Some 20 years ago A. N. Wilson published a novel entitled Gentlemen in England. It was savagely reviewed in The Spectator by the late Lord Lambton. He complained that two characters were portraits of old friends of his, whom, for the purpose of the review, he called Mr F and Mr Q. (Alastair Forbes and Peter Quennell, one guessed, without much difficulty.) Quoting a snatch of dialogue, he declared that Mr F (or it may have been Mr Q) would never have said such a thing, and therefore the whole edifice fell flat. This prompted me to write a letter pointing out that since Mr Wilson had written a novel in which neither Mr F not Mr Q was a character, how either would have spoken in real life was utterly irrelevant.
I remembered this when reading William Waldegrave’s review of Justin Cartwright’s novel The Song Before it is Sung. Unlike Lambton’s it wasn’t a hatchet job. Indeed it was for the most part admiring. Nevertheless some of the criticisms Lord Waldegrave offered seemed to me to arise from the same sort of misunderstanding of the difference between fiction and what for want of a better term one must call ‘real life’.

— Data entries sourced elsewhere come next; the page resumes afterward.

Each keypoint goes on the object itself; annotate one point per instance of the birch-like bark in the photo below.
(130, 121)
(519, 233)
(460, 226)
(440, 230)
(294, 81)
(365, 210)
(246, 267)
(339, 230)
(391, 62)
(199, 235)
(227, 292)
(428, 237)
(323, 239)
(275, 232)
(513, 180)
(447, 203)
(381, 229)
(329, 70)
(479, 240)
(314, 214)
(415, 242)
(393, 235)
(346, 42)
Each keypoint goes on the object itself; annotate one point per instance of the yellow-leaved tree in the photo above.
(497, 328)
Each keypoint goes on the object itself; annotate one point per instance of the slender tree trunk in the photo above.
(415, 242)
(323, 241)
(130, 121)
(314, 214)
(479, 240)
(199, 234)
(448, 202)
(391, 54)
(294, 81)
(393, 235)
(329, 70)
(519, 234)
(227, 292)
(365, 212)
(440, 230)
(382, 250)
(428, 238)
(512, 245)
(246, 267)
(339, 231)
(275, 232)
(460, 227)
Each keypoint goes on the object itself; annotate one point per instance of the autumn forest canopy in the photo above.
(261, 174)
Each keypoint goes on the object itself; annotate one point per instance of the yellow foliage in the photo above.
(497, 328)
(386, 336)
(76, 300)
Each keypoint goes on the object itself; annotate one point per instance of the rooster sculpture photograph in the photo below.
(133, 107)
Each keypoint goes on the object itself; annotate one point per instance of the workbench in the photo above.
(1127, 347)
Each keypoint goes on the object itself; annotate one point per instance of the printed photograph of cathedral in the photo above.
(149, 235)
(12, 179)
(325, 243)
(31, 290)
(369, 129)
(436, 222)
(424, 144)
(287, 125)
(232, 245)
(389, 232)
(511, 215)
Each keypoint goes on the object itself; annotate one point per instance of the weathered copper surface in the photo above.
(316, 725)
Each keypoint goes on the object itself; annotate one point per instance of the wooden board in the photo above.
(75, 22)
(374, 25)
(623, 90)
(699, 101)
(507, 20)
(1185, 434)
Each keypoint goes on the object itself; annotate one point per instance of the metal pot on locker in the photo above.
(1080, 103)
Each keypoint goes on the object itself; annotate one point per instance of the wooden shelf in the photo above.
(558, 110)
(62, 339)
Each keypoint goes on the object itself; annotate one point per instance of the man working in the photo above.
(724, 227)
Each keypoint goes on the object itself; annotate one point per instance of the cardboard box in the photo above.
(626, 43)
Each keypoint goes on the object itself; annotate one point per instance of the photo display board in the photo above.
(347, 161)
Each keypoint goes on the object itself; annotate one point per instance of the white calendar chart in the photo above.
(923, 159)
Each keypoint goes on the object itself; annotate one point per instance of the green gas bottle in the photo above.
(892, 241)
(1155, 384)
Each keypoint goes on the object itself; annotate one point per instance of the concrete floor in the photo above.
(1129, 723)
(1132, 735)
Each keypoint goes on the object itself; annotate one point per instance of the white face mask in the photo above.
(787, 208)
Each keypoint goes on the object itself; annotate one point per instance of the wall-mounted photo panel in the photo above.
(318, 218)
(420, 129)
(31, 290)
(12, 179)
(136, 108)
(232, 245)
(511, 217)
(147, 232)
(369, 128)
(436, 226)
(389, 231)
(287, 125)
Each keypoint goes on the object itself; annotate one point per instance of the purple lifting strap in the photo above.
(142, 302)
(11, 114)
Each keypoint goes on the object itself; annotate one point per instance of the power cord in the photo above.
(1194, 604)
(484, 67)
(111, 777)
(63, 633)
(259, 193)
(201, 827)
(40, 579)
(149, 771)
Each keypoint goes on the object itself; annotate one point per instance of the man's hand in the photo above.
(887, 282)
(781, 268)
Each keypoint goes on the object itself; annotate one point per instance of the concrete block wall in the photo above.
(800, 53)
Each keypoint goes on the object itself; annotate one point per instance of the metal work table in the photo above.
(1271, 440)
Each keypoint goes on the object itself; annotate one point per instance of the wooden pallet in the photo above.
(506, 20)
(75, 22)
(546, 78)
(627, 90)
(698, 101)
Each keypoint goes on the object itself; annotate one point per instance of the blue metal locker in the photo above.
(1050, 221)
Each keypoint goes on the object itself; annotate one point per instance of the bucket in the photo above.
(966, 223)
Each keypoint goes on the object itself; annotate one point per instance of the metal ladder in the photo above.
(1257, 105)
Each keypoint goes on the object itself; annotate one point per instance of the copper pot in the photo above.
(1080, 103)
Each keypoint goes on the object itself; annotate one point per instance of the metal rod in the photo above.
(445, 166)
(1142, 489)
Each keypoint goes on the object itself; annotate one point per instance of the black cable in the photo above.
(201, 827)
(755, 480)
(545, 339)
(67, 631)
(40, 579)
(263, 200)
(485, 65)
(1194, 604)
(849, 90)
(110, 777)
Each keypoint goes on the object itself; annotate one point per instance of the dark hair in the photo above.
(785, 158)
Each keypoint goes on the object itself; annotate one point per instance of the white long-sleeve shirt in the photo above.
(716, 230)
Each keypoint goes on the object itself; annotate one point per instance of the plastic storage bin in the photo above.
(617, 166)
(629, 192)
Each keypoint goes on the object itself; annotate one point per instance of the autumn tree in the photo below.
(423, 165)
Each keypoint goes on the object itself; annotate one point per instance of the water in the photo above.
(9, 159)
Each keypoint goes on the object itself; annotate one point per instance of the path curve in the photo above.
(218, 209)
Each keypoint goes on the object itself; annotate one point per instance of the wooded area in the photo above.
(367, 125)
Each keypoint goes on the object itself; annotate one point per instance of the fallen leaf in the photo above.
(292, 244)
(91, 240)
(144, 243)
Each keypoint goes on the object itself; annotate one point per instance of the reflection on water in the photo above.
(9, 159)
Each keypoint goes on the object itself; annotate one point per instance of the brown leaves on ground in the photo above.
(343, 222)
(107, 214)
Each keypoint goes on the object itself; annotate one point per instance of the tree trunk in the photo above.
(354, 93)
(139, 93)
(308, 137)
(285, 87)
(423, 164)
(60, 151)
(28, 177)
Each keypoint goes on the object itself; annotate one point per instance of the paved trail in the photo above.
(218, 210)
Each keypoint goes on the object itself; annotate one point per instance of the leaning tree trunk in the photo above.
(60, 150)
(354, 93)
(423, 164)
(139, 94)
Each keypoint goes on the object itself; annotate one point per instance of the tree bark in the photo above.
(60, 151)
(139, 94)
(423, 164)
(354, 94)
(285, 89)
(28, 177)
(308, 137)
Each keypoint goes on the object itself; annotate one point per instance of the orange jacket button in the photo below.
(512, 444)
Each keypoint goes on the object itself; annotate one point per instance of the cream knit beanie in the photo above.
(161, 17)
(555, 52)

Few readers with any knowledge of the 1930s and of the aristocratic German opposition to Hitler will fail to realise, only a few pages into the novel, that the two principal characters are modelled on Sir Isaiah Berlin and Adam zu Solz von Trott; and indeed Cartwright adds an ‘Afterword’ in which he says that ‘the story is based in part on the friendship between’ them. Nevertheless this is a work of fiction and Elya Mendel and Axel von Gottberg are distanced from their originals.